William Greene’s book is the go to book for working econometricians in the program evaluation, and microeconometric world. He has been doing this for decades and knows what econometricians in the “real” world need to know. He is so close to the user that he had even produced one of the more popular econometrics packages LIMDEP in the mid-90s before STATA took over. You can obtain the textbook with this link.Do not be put off by the high price and the low ratings. For applied analysts who value their time, this book is worth it. It is also worthwhile to note that if you are interested in a French translation, the seventh edition is available at this link. The quality of the translation is high as it was done in a team with varying talents in both languages and statistics. The net result is a very readable textbook, even if your french is not particularly strong.
However, it a more academic perspective is Estimation and Inference in Econometrics by Davidson and MacKinnon is very useful. However, it is tough reading in places. Still if you are willing to make the investment, you will feel more grounded in your understanding of the core theory. I would not get this book for applied techniques as it is twenty years old. It can be found here.

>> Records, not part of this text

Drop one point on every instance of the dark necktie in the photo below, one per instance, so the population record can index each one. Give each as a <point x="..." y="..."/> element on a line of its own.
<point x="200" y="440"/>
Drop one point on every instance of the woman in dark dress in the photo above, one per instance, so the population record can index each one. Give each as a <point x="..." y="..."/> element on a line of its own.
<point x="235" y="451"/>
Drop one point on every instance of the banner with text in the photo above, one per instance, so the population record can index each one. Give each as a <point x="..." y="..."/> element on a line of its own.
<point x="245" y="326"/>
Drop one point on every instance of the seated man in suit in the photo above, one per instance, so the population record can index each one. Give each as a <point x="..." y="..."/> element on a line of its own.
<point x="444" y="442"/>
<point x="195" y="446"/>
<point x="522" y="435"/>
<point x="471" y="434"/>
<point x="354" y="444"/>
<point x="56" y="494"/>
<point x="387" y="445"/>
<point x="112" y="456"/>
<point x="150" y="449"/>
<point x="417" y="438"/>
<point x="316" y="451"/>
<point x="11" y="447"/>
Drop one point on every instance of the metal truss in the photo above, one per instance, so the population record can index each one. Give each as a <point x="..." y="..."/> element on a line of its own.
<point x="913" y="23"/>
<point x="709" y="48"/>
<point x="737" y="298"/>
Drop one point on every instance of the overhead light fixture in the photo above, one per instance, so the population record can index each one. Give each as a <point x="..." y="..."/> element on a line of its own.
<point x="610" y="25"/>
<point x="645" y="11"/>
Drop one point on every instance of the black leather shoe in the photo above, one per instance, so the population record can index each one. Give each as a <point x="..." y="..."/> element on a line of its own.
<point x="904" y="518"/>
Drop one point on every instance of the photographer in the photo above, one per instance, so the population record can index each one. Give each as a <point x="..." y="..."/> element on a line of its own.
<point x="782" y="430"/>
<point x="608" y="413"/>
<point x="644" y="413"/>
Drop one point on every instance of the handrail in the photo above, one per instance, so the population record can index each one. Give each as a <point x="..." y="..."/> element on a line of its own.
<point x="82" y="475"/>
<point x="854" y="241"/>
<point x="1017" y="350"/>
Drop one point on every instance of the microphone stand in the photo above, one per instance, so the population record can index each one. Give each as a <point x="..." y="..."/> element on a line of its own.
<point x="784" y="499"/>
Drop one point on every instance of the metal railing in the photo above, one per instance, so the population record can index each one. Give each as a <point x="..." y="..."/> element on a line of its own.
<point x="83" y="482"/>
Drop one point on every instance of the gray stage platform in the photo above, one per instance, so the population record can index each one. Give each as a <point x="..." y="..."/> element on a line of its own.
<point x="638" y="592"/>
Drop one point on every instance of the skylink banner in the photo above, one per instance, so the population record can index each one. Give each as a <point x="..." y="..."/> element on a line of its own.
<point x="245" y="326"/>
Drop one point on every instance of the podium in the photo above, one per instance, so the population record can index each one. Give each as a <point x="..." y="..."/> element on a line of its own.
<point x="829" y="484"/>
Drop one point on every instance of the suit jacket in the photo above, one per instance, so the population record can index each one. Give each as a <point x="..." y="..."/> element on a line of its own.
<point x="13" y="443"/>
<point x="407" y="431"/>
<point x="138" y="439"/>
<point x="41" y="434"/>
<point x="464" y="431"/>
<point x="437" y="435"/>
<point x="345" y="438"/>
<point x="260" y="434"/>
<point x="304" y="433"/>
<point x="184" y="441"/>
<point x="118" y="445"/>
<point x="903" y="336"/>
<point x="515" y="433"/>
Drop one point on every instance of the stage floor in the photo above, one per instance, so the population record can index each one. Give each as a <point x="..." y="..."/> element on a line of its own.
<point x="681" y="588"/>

If you have forgotten more econometrics than you know, Peter Kennedy has written a book for you. The onion-like organization of each chapter is unique, as it first gives you an overview of the subject, then you can read further if you want more details. This is very much the book for busy people who need a quick reminder.
If you want a reference book of the most recent techniques at a more advanced level, Cameron and Trivedi deliver the goods. It will not be easy reading, and the intuition will be incomplete, but many of the major techniques will be covered.